The latest California law prohibits employers from necessitating employees to use their earned vacation before utilizing Paid Family Leave (PFL) benefits. Assembly Bill 2123, effective from January 1, 2025, amends the Unemployment Insurance Code, which previously allowed employers to mandate employees to drain up to two weeks of accumulated vacation leave prior to receiving PFL benefits for the first time. As of January 1, 2025, companies can no longer impose such a requirement. The PFL scheme provides eligible employees with benefits to attend to ailing family members, bond with a newborn, or provide assistance when a member of their military family is assigned overseas. The bill’s legislative history reveals that it’s meant to ease the PFL application process and eliminate hindrances to accessing these benefits.

This change in law does not mean employers have lost all control. Employers can still encourage the use of accumulated vacation to supplement PFL benefits, whereby accrued vacation is used to cover the difference between PFL and the regular wages or vacation that the employee might otherwise receive. Additionally, employees may also opt to enhance their PFL benefits with company-provided benefits, keeping in mind that the combined figure should not exceed their normal pay.
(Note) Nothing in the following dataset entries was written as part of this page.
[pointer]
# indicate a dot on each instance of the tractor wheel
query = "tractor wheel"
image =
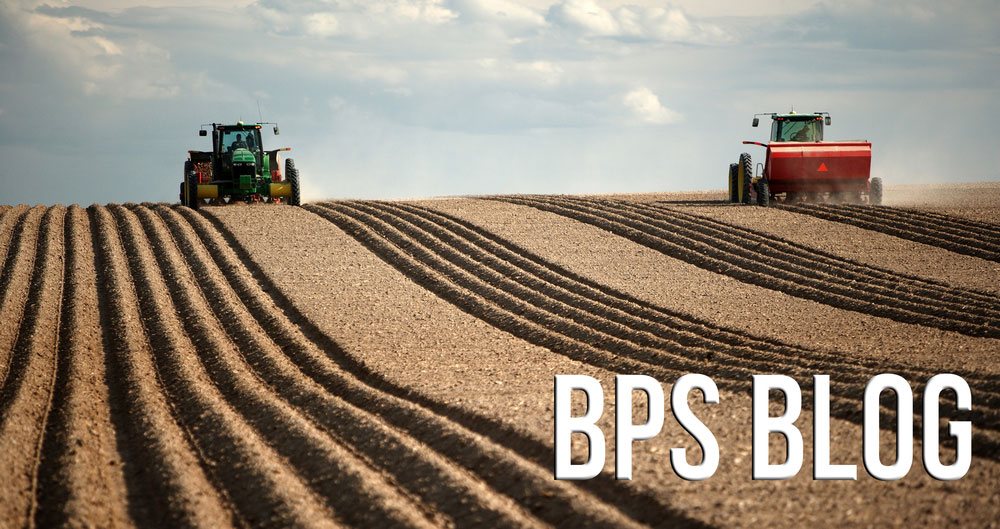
(292, 176)
(192, 181)
(875, 192)
(189, 186)
(746, 165)
(734, 180)
(763, 193)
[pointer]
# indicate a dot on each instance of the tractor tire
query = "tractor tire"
(292, 176)
(186, 183)
(192, 181)
(746, 164)
(875, 192)
(734, 180)
(763, 193)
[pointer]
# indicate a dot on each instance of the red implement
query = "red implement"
(818, 166)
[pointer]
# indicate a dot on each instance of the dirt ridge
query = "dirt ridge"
(164, 472)
(919, 287)
(661, 237)
(529, 315)
(977, 242)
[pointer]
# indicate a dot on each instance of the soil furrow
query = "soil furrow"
(557, 326)
(913, 224)
(763, 356)
(565, 303)
(15, 280)
(681, 322)
(987, 228)
(291, 401)
(425, 475)
(756, 272)
(901, 230)
(166, 482)
(80, 477)
(435, 485)
(529, 484)
(25, 398)
(552, 320)
(915, 286)
(259, 483)
(980, 235)
(803, 263)
(9, 222)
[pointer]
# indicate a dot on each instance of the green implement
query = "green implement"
(238, 169)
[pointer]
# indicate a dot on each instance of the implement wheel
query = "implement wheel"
(292, 175)
(734, 181)
(192, 190)
(763, 193)
(875, 192)
(746, 168)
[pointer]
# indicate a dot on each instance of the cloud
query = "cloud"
(669, 24)
(352, 18)
(503, 12)
(646, 107)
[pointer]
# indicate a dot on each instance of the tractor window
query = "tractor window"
(798, 130)
(241, 139)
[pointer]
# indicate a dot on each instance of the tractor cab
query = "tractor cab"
(232, 137)
(797, 127)
(238, 169)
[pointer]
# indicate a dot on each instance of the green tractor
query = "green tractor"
(238, 169)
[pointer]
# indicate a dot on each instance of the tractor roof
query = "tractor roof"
(239, 126)
(795, 116)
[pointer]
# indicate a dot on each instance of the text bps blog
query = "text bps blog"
(763, 426)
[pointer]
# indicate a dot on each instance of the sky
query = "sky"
(100, 100)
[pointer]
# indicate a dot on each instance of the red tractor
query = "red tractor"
(800, 167)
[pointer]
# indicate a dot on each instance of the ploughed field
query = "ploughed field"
(391, 363)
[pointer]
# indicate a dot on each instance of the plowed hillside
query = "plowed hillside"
(390, 364)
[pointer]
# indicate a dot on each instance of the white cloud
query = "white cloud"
(645, 106)
(669, 24)
(321, 24)
(504, 12)
(585, 15)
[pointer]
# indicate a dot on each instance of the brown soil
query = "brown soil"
(391, 363)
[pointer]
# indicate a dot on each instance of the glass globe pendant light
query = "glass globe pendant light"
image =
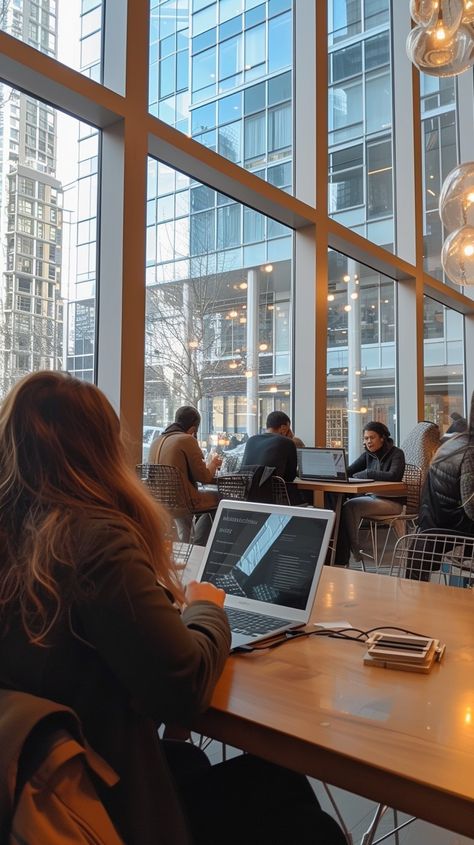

Alterations to the law are on the horizon with AB 2123, hence, it’s crucial that employers reassess their policies related to vacation, leaves of absence, and contributions towards benefits to ensure conformity with the law.

For more information and assistance regarding how to contact PFL, visit eddcaller.com. This online portal is designed to aid applicants and current beneficiaries in reaching out to PFL, guiding them through the process and providing resources on how to get a hold of Paid Family Leave. Thus, allowing for seamless communication and enhanced understanding of the PFL system.